We walked out with a trunk full of fabrics and threads, even lace, and I made the curtains. I had to start over three times and three times Chick’s mother came over to help me, but soon we had light-yellow flowered curtains up.
I made a slip cover out of blue jean material for our old gray and pink couch. It wasn’t perfect, but it was better, and then I made pillows, just like in the magazines.
We went garage sale hunting and I saw two chandeliers I fell in love with. My masculine dad is not a chandelier kind of guy, but he bought them for cheap and hung them over our kitchen table and in our family room because he knew his daughter loved them. We also found a pink tulip light to hang over my bed.
It took months.
But we had a remodeled home with colorful pillows and curtains, chandeliers, and a modern island. We had white kitchen cabinets and coffee tables like everyone else.
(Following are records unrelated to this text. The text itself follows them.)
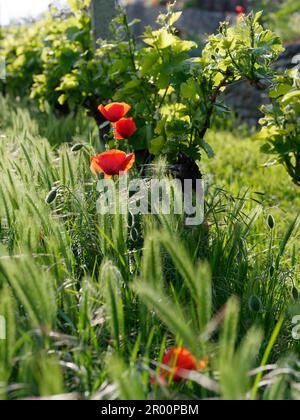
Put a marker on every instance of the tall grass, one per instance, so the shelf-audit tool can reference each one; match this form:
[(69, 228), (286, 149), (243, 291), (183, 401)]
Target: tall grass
[(91, 309)]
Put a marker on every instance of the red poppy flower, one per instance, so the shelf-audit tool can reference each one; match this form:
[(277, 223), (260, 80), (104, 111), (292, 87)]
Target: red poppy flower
[(176, 362), (124, 128), (112, 163), (115, 111), (240, 10)]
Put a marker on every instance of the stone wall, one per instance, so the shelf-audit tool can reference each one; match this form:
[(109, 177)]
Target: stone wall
[(245, 99)]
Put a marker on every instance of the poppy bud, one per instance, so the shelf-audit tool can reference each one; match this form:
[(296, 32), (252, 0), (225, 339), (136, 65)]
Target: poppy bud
[(51, 197), (77, 147), (271, 222), (295, 293), (255, 304)]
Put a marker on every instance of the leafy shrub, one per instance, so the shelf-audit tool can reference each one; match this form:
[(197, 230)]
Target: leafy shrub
[(174, 96), (281, 124)]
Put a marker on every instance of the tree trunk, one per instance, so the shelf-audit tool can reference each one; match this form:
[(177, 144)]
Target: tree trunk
[(103, 11)]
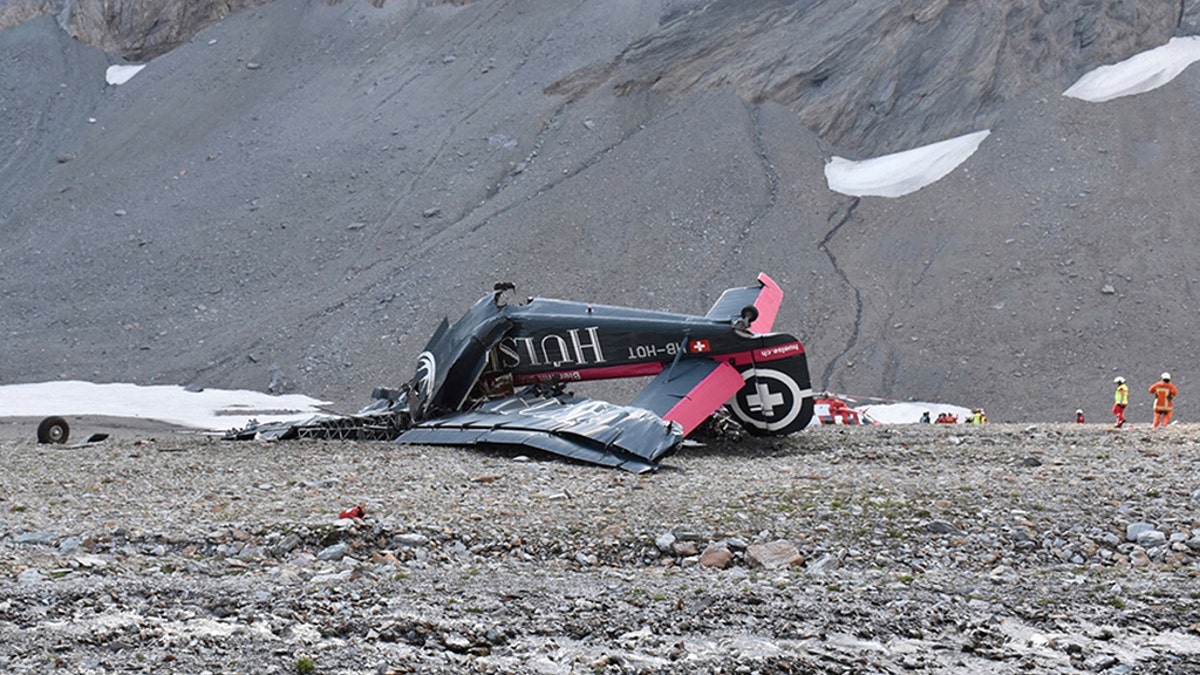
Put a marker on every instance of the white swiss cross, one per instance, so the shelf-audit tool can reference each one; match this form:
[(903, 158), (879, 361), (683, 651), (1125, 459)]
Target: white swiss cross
[(763, 400)]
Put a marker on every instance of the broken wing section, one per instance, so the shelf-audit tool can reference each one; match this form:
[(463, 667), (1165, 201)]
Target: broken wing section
[(594, 431), (765, 298), (454, 358), (690, 390)]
We were proud of our home.
We were what I always wanted to be: normal.
* * *
My dad and I later painted our house yellow with white trim. We painted the door blue because that’s my dad’s favorite color. We tore down the broken-down deck and built a new one, all the way around, extra wide in front and back.
My dad still lives there. The view is spectacular, an ever-changing painting.
We’ve made some décor changes. Five years ago I bought him brand-new furniture, a comfortable couch and two leather chairs. We kept everything he built, though, which still looks so rustically stylish. I paid to have all his windows replaced and to have two sets of French doors installed to let in more light. I did this as a surprise when he was on a fishing trip with Zack. I feigned getting a cold so I could be home when the window people arrived. He would never have let me do it if I had asked, but he loved it.
We almost lost that house because of the medical bills that came after he broke his back and the loss of his livelihood. We never should have been put in that position. No one should. But now that his home and the land is paid for, it will always be his.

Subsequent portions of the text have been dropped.